Тут необходимо сказать, что всю ВОХРу и даже краснопогонников нельзя стричь под одну гребенку. Слов нет, что среди них были злые и жестокие садисты, выполняющие указания и инструкции с садистским рвением и жаждой насилия, но встречались и такие, которые часто формально подходили к выполнению своих функций, с некой человечностью и даже состраданием. Краснопогонники мне сами рассказывали, как им дурят головы на политзанятиях. Нас им представляли как злейших врагов, жизнь коих сохранена только лишь благодаря гуманности нашего социалистического общества. Им описывали наши преступления в таком виде, чтобы вызвать к нам справедливую ненависть. В их глазах все мы были извергами рода человеческого, жалость к которым не должна иметь места в сердце патриота. Все мы – потенциальные смертники, а если нам оставлена жизнь, то временно. Все мы – убийцы, отравители, изменники, и они это должны постоянно помнить и не иметь с нами никаких контактов, не доверять и не входить в любые сношения.

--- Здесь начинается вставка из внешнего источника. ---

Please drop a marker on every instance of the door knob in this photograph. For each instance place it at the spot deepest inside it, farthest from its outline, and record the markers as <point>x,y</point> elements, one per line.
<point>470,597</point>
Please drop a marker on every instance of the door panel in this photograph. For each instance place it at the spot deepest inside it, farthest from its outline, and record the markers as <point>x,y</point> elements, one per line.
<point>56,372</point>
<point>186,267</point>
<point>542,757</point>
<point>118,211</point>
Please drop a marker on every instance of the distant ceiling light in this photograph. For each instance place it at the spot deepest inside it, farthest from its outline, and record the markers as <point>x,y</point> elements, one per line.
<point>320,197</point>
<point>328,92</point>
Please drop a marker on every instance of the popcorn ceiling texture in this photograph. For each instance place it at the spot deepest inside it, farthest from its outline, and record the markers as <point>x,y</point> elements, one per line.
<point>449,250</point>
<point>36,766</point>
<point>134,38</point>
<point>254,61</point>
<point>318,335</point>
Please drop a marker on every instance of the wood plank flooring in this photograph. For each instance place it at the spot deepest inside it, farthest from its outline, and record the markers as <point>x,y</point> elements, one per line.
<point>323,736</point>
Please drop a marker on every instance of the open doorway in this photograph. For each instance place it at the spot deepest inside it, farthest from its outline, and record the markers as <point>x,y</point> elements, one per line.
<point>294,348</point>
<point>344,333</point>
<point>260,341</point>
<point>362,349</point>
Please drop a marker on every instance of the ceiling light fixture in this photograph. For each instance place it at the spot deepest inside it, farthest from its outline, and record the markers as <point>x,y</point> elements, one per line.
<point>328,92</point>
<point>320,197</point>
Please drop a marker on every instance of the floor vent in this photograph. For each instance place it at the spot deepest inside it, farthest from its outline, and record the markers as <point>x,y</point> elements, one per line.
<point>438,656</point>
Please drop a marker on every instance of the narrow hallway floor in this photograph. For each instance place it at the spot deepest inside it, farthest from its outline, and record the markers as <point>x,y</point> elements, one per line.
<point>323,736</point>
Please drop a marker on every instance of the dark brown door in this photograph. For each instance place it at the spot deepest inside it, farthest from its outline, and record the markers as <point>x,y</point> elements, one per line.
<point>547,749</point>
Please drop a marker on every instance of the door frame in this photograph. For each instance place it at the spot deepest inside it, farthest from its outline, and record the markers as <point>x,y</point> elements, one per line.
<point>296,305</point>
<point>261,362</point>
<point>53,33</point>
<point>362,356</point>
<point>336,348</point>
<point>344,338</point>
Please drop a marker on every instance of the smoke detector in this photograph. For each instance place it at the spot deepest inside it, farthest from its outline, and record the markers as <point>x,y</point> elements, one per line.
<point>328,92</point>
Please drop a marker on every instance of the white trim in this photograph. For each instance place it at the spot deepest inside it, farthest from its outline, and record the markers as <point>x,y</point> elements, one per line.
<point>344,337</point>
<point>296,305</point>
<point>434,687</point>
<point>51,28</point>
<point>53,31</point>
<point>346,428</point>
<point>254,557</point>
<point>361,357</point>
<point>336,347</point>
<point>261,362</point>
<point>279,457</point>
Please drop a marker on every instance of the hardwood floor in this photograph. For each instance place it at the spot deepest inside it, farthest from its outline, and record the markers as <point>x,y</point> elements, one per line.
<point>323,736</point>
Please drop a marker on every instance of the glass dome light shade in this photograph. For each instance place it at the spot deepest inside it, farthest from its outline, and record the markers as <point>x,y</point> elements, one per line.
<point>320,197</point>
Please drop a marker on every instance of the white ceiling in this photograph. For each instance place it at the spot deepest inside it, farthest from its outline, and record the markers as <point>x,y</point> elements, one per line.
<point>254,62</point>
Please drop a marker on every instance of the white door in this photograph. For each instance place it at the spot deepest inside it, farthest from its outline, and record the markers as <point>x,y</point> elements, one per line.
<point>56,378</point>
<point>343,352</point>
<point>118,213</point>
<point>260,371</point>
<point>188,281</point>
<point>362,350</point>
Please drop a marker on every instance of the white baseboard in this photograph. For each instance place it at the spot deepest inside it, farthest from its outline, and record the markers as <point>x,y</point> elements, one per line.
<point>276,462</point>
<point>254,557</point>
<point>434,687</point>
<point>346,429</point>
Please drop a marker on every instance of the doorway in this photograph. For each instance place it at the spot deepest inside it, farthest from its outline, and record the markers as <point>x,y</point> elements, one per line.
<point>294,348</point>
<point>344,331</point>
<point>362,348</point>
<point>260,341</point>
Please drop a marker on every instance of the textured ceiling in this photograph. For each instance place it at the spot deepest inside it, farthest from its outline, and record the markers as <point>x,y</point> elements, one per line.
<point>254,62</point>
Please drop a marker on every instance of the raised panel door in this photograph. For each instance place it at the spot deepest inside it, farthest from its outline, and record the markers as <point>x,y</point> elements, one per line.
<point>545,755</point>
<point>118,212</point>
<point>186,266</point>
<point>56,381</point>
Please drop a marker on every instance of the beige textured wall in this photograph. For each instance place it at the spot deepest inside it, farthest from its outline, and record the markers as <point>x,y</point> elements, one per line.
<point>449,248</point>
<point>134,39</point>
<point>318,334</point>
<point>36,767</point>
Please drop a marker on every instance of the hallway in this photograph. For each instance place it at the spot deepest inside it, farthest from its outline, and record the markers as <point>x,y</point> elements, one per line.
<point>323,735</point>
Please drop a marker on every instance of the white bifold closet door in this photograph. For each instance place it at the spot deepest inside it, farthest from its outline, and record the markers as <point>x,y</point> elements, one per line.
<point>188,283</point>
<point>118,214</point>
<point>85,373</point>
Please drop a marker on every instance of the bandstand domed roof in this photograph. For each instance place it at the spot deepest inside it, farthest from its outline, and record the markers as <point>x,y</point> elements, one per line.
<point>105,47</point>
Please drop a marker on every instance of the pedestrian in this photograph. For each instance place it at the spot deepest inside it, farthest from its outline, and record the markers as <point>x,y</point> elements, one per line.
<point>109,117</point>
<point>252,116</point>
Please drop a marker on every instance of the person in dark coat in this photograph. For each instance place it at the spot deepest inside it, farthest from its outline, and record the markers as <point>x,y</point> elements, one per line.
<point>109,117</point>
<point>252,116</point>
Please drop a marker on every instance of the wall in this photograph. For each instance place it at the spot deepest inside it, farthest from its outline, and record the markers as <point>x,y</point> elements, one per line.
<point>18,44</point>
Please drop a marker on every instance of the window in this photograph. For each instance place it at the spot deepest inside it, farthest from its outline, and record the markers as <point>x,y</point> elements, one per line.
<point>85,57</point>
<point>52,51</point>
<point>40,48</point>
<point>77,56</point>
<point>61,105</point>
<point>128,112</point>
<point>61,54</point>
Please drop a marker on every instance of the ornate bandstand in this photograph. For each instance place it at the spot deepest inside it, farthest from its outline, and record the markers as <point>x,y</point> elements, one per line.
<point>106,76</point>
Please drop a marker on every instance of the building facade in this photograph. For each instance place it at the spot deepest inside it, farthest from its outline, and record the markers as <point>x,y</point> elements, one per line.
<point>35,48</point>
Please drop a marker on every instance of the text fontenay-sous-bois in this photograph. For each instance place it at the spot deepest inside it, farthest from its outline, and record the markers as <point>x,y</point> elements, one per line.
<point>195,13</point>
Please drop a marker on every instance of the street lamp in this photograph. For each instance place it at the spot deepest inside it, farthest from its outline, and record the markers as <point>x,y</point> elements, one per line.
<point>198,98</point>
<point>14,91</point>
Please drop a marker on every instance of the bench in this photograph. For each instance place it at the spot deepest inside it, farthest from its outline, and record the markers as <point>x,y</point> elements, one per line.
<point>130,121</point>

Однажды ночью ко мне в санчасть прибежал солдат с вахты.
– Идем, – говорит, – на вахту, там солдату плохо.
– Что с ним? – спрашиваю.
– Животом корчится.
Взял я нужные лекарства и пошел с солдатом. Вхожу на вахту, а там на топчане солдатик крутится.
– Что с тобой?
– Ой, живот, ой, живот!
Распахнул я его, проверил на приступ аппендицита.
Нет. Не заворот кишок. Нет, газ отходит. Прощупал я ему весь живот, спросил, что ел, тошнит ли, как на двор ходит, и пришел к выводу, что у него просто желудочные колики. Налил грелку, положил, как надо, и говорю:
– Я тебе сейчас капель дам выпить, и все пройдет, полежать надо.
Если бы кто видел его лицо – ужас, написанный на нем.
– Нет, нет, пусть помру, а капель от тебя пить не буду!
– Да почему ж?
– Ты меня отравишь!
– На кой хрен мне тебя травить, нужен ты мне очень, чтоб я руки свои марал. Вот смотри, я из этого пузырька накапаю в стакан и сам выпью при тебе, если это отрава, то и я помру вместе с тобой. Смотри.
Я накапал и выпил, он пристально смотрел на меня: и как капал, и как пил. Я накапал ему.
– Будешь пить?
– Нет, – отвечает, – боюсь.
– Ну, тогда корчись, сколько тебе угодно.
Я пошел к двери. За спиной слышу голос: «Дурак ты, да он сидит-то ни за хрен собачий! Пей, пока не ушел. Капай, доктор, капли, выпьет». Я накапал, солдатик выпил.
Вот что значат их политзанятия, и понятно, почему они свирепствуют. Таких искусственных врагов создавала система, чтобы ими прикрыть свою наготу, чтобы на них свалить свое уродство.
У меня лично многие вохровцы и краснопогонники брали письма и опускали их за зоной, минуя цензуру, приносили в зону по моей просьбе водочки или что-либо другое. Когда они уезжали в отпуск, я давал им адрес Вари, и они останавливались в Москве у нее. Разный среди них был народ.